Church Road ‘Tom’ 2005
Aiming to create a monumental wine, Montana, our largest
winemaker created ‘Tom’ with the 1995 vintage, and released it with much
fanfare, in the revitalized Church
Road cellars in Hawke’s Bay. The wine was made with the technical input of
Domaines Cordier, who owned and managed several top-flight Bordeaux properties, such as Chateaux Meyney
in St Estephe, and Talbot and Gruaud-Larose in St Julien. The wine was a tribute to Tom McDonald,
pioneering Hawke’s Bay vigneron, who produced a series of wonderful Cabernet Sauvignon
wines in the 1960s, and under whom, Montana
head Peter Hubscher served his apprenticeship.

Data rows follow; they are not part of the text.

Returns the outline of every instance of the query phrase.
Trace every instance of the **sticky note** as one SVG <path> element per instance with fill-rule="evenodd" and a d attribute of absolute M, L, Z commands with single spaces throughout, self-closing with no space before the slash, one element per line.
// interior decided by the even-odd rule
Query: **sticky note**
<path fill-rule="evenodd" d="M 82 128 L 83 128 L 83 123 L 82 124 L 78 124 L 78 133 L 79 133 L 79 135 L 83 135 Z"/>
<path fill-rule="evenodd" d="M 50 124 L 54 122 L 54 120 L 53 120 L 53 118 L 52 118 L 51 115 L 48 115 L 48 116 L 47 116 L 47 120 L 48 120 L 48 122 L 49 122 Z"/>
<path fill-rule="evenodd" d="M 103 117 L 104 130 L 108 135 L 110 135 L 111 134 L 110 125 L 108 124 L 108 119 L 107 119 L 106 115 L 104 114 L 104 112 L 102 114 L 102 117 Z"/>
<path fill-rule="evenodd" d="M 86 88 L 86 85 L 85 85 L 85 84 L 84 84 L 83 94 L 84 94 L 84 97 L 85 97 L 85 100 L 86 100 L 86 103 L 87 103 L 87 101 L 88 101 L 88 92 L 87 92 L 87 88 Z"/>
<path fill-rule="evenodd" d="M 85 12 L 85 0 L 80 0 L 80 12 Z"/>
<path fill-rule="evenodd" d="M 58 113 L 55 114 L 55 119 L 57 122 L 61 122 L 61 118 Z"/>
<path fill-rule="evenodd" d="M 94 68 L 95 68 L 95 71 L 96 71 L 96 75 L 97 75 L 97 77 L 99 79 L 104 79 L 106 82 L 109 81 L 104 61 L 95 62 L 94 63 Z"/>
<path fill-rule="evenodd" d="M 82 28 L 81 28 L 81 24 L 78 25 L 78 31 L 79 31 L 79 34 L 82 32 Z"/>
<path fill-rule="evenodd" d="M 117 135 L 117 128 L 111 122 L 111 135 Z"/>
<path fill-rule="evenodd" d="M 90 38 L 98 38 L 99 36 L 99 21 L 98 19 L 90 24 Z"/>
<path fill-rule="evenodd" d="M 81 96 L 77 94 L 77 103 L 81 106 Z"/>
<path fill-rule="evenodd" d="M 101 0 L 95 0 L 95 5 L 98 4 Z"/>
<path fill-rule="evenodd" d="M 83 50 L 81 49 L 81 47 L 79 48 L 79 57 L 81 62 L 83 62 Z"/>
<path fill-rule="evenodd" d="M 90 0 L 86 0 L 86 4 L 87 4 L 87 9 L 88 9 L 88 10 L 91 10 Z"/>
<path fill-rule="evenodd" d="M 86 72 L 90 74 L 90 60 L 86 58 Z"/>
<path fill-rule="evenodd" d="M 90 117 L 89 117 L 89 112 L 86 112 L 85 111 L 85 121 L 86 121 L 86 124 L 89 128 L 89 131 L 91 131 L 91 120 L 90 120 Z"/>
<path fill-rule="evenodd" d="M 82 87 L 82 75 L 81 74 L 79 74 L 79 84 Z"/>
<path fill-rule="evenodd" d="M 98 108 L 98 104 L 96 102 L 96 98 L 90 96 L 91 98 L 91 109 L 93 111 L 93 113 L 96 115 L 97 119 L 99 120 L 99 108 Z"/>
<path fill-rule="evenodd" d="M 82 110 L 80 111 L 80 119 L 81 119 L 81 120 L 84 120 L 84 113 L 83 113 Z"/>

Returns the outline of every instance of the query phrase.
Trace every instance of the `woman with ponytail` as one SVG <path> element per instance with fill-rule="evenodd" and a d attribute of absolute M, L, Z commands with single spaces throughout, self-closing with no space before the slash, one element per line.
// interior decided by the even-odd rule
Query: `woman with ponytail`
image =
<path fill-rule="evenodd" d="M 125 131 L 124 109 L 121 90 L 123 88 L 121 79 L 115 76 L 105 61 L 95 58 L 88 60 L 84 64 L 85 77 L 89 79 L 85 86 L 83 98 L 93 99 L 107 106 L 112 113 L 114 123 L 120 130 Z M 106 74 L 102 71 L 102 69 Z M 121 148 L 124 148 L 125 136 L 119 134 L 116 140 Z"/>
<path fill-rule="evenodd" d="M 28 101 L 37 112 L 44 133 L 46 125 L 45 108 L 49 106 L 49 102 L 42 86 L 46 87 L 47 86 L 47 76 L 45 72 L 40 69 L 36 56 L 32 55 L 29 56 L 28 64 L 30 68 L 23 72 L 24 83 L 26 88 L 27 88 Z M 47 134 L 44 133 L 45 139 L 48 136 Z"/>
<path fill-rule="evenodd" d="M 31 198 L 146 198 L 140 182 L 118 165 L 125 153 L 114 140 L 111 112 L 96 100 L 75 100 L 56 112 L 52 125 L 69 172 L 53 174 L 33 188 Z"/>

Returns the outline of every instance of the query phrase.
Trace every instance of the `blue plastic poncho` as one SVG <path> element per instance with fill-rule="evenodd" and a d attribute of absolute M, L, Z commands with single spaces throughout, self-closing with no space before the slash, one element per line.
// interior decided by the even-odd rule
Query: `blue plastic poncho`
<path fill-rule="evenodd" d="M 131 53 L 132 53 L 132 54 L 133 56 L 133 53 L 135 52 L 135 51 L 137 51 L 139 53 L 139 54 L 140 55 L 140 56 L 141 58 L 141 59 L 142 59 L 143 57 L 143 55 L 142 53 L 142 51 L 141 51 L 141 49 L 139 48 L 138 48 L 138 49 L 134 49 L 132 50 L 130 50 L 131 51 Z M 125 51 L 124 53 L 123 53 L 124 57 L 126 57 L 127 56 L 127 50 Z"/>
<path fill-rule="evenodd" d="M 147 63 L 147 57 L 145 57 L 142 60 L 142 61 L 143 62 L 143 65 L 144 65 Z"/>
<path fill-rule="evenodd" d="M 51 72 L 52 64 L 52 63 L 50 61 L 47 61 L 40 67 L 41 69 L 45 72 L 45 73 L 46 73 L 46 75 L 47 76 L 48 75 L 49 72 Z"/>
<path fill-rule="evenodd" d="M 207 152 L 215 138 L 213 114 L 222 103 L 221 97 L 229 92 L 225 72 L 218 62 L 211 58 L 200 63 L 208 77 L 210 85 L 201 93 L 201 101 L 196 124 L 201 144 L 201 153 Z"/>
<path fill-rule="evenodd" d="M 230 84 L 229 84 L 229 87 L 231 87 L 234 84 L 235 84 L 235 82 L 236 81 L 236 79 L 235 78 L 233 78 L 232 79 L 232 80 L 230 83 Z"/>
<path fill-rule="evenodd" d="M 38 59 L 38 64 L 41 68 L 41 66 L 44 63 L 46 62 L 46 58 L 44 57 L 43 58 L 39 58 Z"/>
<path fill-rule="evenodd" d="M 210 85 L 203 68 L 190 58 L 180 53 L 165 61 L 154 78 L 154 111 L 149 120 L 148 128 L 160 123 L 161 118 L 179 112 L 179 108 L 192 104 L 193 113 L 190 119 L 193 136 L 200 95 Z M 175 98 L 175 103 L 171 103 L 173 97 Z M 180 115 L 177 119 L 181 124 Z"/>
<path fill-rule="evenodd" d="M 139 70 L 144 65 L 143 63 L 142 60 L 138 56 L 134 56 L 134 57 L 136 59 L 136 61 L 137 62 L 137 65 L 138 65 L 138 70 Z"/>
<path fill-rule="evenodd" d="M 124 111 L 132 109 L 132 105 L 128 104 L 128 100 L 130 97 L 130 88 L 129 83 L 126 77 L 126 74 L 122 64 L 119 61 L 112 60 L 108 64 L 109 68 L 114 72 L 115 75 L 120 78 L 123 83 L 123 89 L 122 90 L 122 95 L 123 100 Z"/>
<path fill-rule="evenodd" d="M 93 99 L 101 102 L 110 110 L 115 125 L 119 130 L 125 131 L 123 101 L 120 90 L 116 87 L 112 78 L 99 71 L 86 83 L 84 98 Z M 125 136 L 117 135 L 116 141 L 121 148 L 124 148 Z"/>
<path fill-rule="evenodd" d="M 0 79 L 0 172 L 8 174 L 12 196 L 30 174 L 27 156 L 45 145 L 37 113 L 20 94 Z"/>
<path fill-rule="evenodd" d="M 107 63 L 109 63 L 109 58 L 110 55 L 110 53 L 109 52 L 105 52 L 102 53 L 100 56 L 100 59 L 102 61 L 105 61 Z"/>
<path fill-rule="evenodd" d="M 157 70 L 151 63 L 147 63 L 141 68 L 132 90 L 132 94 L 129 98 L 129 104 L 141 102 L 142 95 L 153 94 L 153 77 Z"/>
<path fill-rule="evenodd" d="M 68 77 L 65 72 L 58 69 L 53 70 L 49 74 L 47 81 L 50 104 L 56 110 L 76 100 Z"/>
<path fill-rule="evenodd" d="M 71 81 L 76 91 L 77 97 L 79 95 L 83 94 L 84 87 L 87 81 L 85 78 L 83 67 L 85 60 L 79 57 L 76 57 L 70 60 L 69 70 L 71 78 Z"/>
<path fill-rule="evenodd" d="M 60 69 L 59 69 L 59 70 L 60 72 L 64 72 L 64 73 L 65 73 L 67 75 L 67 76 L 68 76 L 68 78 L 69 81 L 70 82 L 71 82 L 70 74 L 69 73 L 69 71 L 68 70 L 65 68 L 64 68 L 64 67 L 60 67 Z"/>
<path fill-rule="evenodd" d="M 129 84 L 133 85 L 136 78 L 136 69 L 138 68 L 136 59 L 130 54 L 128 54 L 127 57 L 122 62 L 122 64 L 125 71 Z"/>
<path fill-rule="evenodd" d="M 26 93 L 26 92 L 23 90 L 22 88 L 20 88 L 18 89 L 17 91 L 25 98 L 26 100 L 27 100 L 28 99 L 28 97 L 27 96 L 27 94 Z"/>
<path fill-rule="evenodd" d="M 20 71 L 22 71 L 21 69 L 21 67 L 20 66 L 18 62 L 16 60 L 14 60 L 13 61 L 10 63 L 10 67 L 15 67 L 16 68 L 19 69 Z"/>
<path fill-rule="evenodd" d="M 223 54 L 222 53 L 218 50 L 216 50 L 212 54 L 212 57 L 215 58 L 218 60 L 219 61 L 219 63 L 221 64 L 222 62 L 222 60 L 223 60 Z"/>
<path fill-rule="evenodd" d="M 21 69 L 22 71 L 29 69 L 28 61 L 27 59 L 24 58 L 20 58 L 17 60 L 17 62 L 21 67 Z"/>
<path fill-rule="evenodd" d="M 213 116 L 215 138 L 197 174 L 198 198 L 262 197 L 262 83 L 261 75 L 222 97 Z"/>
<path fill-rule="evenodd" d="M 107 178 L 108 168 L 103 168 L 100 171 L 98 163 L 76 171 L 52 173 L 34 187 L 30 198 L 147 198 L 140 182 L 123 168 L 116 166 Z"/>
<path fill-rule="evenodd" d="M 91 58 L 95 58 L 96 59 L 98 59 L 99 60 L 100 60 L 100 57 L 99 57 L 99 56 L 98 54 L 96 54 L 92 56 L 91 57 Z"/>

Alas, it was too good. The ‘Tom’
1995 was a classic cellaring wine that was highly extracted, firm and not easy
to drink on release. The wine took a decade
for its toughness to soften out. The
lessons learnt from that exercise resulted in a succession of ‘Tom’ wines that
progressively became slightly softer, finer and more accessible, with a
significant influence of greater proportions of Merlot in the blend. As Montana
morphed to Allied-Domecq and now to Pernod-Ricard, ‘Tom’ has come home to Church Road, and
the hands of winemaker Chris Scott.
The Church
Road ‘Tom’ 2005 is a stupendous wine in the
Bordeaux-style, and is truly the ultimate crowning glory in the already
astounding Church Road
Bordeaux-varietal range. The 2005 vintage is now recognized as one of
the greatest in Hawke’s Bay to date, and the best wines have the ability to age
two to three decades; the ‘Tom’ 2005 sits among the very best. Made from 67% Merlot and 33% Cabernet
Sauvignon from the Gimblett Gravels, the fruit was fermented in the Church Road
French oak cuves to 13.5% alc, the must given pump-over and hand-plunging for
extraction, the components aged 15 months in 85% new French barriques before
blending, after which the wine was returned to barrel for a further 6 months
maturation. Very dark, almost
impenetrable purple black-red in colour, this magically juxtaposes great
richness with stylish restraint. The
bouquet is packed with fully ripe dark plum and berry fruits along with floral
nuances, spices and cedar. On palate,
there is a freshness and vitality to the brooding nature, where the significant
extraction is so obvious. Such is the
proportion that elegance and cedary complexity is the certain end result of
bottle maturation for this wine. It may
take a decade to get there, but it will keep another two decades after that.